### Scraping Standings ###
I originally dropped all the standings data other than playoff status. Now I'm predicting points percentage instead of boolean playoff status so I need to get that data back.

In [1]:
# Import packages
import pandas as pd
import csv
import time
import html5lib
import requests
import configparser

In [2]:
# Dictionary of names and abbreviations
abbr = {
    'Anaheim Ducks': 'ANA',
    'Arizona Coyotes': 'ARI',
    'Atlanta Thrashers': 'ATL',
    'Boston Bruins': 'BOS',
    'Buffalo Sabres': 'BUF',
    'Calgary Flames': 'CGY',
    'Carolina Hurricanes': 'CAR',
    'Chicago Blackhawks': 'CHI',
    'Colorado Avalanche': 'COL',
    'Columbus Blue Jackets': 'CBJ',
    'Dallas Stars': 'DAL',
    'Detroit Red Wings': 'DET',
    'Edmonton Oilers': 'EDM',
    'Florida Panthers': 'FLA',
    'Los Angeles Kings': 'LAK',
    'Mighty Ducks of Anaheim': 'MDA',
    'Minnesota Wild': 'MIN',
    'Montreal Canadiens': 'MTL',
    'Nashville Predators': 'NSH',
    'New Jersey Devils': 'NJD',
    'New York Islanders': 'NYI',
    'New York Rangers': 'NYR',
    'Ottawa Senators': 'OTT',
    'Philadelphia Flyers': 'PHI',
    'Phoenix Coyotes': 'PHX',
    'Pittsburgh Penguins': 'PIT',
    'San Jose Sharks': 'SJS',
    'Seattle Kraken': 'SEA',
    'St. Louis Blues': 'STL',
    'Tampa Bay Lightning': 'TBL',
    'Toronto Maple Leafs': 'TOR',
    'Vancouver Canucks': 'VAN',
    'Vegas Golden Knights': 'VEG',
    'Washington Capitals': 'WSH',
    'Winnipeg Jets': 'WPG'
}

In [3]:
config = configparser.ConfigParser()
config.read('config.ini');

In [4]:
# Generate list of team abbreviations
def create_teams():
    ''' (none) -> list of str
    Return a list of current NHL teams (and some outdated ones).
    '''
    homeurl = config['HR']['home']
    dfs = pd.read_html(homeurl)

    east = dfs[0]['Eastern'].values.tolist()
    east.remove('Atlantic')
    east.remove('Metropolitan')
    east_teams = [item.replace('*', '') for item in east]

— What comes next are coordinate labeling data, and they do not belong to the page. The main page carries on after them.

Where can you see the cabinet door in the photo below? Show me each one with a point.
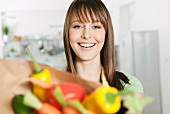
(146, 67)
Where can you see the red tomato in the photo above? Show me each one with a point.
(70, 91)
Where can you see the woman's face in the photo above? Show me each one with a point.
(86, 39)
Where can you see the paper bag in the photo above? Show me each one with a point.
(14, 76)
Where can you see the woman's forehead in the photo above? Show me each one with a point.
(84, 17)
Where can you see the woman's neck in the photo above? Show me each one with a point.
(89, 70)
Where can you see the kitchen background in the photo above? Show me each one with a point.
(142, 34)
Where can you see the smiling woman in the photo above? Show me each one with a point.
(89, 46)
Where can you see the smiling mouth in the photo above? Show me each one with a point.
(86, 45)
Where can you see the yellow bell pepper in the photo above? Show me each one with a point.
(104, 100)
(43, 75)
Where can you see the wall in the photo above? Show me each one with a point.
(164, 56)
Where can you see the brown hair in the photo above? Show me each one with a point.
(97, 10)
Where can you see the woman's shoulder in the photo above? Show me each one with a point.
(134, 84)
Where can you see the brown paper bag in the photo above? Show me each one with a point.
(14, 74)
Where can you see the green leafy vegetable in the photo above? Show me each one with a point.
(135, 104)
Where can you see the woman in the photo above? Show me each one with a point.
(89, 46)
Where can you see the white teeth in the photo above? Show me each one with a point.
(86, 45)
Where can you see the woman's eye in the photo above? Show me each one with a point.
(96, 27)
(77, 26)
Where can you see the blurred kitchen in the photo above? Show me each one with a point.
(142, 34)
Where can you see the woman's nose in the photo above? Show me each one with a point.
(86, 33)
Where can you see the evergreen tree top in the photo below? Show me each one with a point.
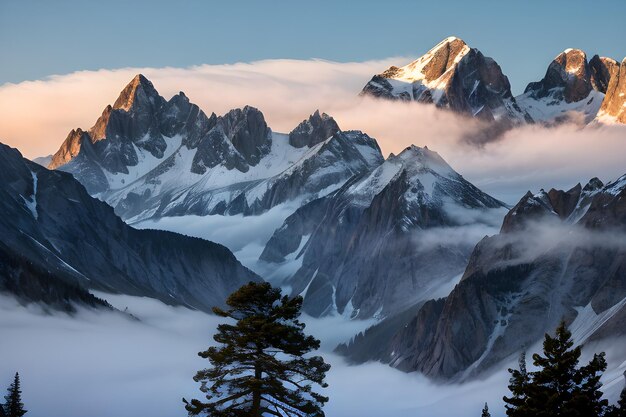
(259, 366)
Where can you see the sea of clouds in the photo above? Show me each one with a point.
(37, 116)
(105, 364)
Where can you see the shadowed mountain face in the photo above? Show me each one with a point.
(572, 86)
(559, 255)
(365, 250)
(56, 226)
(454, 76)
(148, 157)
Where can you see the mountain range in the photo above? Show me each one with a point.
(454, 76)
(148, 157)
(367, 236)
(560, 255)
(63, 242)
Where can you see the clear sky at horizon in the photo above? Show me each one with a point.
(42, 38)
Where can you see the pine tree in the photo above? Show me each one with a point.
(559, 388)
(619, 409)
(259, 366)
(518, 385)
(485, 411)
(14, 406)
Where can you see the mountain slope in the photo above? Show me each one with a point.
(55, 226)
(613, 108)
(559, 254)
(364, 251)
(454, 76)
(572, 85)
(148, 157)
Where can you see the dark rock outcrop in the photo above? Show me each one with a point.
(316, 129)
(614, 105)
(555, 258)
(454, 76)
(572, 86)
(55, 226)
(377, 263)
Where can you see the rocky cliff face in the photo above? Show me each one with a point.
(55, 226)
(454, 76)
(613, 108)
(150, 157)
(363, 251)
(558, 253)
(316, 129)
(571, 86)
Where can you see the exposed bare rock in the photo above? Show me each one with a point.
(614, 105)
(512, 293)
(63, 242)
(316, 129)
(376, 264)
(602, 70)
(571, 87)
(454, 76)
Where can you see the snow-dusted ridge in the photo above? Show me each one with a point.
(148, 157)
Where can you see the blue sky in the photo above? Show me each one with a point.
(41, 38)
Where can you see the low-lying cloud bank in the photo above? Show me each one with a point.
(105, 364)
(37, 115)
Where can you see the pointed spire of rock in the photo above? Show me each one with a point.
(568, 78)
(139, 91)
(69, 149)
(602, 70)
(316, 129)
(614, 105)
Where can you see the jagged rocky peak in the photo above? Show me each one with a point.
(133, 121)
(247, 130)
(614, 105)
(69, 149)
(568, 78)
(512, 291)
(139, 92)
(433, 64)
(454, 76)
(602, 70)
(316, 129)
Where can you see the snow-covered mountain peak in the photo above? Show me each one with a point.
(432, 65)
(316, 129)
(140, 90)
(613, 108)
(415, 158)
(454, 76)
(571, 85)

    west = dfs[1]['Western'].values.tolist()
    west.remove('Pacific')
    west.remove('Central')
    west_teams = [item.replace('*', '') for item in west]
    teams = east_teams + west_teams

    # Manually add Atlanta and Mighty Ducks of Anaheim so we can access those URLs
    teams.extend(['ATL', 'MDA', 'PHX'])
    return teams

In [5]:
teams = create_teams()
len(teams) == len(abbr)

True

In [6]:
# Post-lockout seasons list as strings
seasons = list(range(2006, 2024))

In [20]:
def create_standings_df(season):
    ''' (int) -> DataFrame
    
    Return a DataFrame containing the NHL standings for the season *ending* in the specified year.
    Use this function to generate the DataFrame that function create_team_df accepts as an argument.
    
    >>> create_standings_df('2019')
    '''
    seasonurlprefix = config['HR']['season']
    seasonurl = f'{seasonurlprefix}{str(season)}.html'
    
    try: 
        response = requests.get(seasonurl)
        response.raise_for_status()
        
        dfs = pd.read_html(seasonurl)
        standings_df = pd.concat([dfs[0], dfs[1]]).reset_index(drop = True)
        standings_df.rename(columns={'Unnamed: 0': 'Team'}, inplace = True)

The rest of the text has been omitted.